In [1]:
# pip install librosa

In [2]:
# pip install soundfile

In [3]:
# pip install accelerate -U

In [4]:
# pip install wandb

In [5]:
from datasets import load_dataset, Audio

In [6]:
data = load_dataset("train/train/audio", name="en-US", split="train")

Resolving data files:   0%|          | 0/64727 [00:00<?, ?it/s]

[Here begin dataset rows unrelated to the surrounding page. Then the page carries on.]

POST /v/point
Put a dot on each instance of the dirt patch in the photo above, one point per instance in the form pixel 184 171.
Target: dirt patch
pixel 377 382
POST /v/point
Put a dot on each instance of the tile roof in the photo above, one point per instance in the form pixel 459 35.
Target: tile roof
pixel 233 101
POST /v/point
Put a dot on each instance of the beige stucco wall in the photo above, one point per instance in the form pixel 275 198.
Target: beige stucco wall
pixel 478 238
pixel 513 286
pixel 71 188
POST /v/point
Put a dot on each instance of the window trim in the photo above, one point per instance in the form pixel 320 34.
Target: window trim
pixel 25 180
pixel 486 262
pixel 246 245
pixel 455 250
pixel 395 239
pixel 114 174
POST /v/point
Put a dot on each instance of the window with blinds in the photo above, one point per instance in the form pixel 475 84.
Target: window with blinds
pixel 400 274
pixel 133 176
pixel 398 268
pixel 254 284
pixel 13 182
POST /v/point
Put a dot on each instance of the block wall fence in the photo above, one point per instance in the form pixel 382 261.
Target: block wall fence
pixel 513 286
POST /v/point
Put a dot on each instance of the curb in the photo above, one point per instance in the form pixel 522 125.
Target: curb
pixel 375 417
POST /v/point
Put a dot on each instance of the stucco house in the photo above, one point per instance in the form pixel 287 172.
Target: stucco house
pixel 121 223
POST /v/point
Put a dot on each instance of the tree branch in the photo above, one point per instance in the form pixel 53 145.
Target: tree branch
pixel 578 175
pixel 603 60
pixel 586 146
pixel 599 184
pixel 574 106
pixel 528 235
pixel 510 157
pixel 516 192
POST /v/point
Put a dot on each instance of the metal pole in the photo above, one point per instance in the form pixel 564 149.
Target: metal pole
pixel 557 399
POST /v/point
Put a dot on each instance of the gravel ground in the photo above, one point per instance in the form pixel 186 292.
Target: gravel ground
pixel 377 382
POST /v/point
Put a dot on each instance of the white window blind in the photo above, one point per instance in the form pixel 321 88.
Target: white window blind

Found cached dataset audiofolder (C:/Users/User/.cache/huggingface/datasets/audiofolder/audio-683520afa982ca98/0.0.0/6cbdd16f8688354c63b4e2a36e1585d05de285023ee6443ffd71c4182055c0fc)


In [7]:
data = data.train_test_split(test_size=0.2)

In [8]:
data

DatasetDict({
    train: Dataset({
        features: ['audio', 'label'],
        num_rows: 51781
    })
    test: Dataset({
        features: ['audio', 'label'],
        num_rows: 12946
    })
})

In [9]:
data["train"][0]

{'audio': {'path': 'c:\\Users\\User\\Documents\\Studia\\dlm-2\\train\\train\\audio\\marvin\\e48a80ed_nohash_0.wav',
  'array': array([-0.00036621, -0.00143433, -0.0020752 , ...,  0.00415039,
          0.00299072,  0.00195312]),
  'sampling_rate': 16000},
 'label': 13}

In [10]:
labels = data["train"].features["label"].names
label2id, id2label = dict(), dict()
for i, label in enumerate(labels):
    label2id[label] = str(i)
    id2label[str(i)] = label

In [11]:
id2label[str(2)]

'bird'

In [12]:
from transformers import AutoFeatureExtractor

feature_extractor = AutoFeatureExtractor.from_pretrained("facebook/wav2vec2-base")



In [13]:
data = data.cast_column("audio", Audio(sampling_rate=16_000))
data["train"][0]

{'audio': {'path': 'c:\\Users\\User\\Documents\\Studia\\dlm-2\\train\\train\\audio\\marvin\\e48a80ed_nohash_0.wav',
  'array': array([-0.00036621, -0.00143433, -0.0020752 , ...,  0.00415039,
          0.00299072,  0.00195312]),
  'sampling_rate': 16000},
 'label': 13}

In [14]:
def preprocess_function(examples):
    audio_arrays = [x["array"] for x in examples["audio"]]
    inputs = feature_extractor(
        audio_arrays, sampling_rate=feature_extractor.sampling_rate, max_length=16000, truncation=True
    )
    return inputs

In [15]:
encoded_data = data.map(preprocess_function, remove_columns="audio", batched=True)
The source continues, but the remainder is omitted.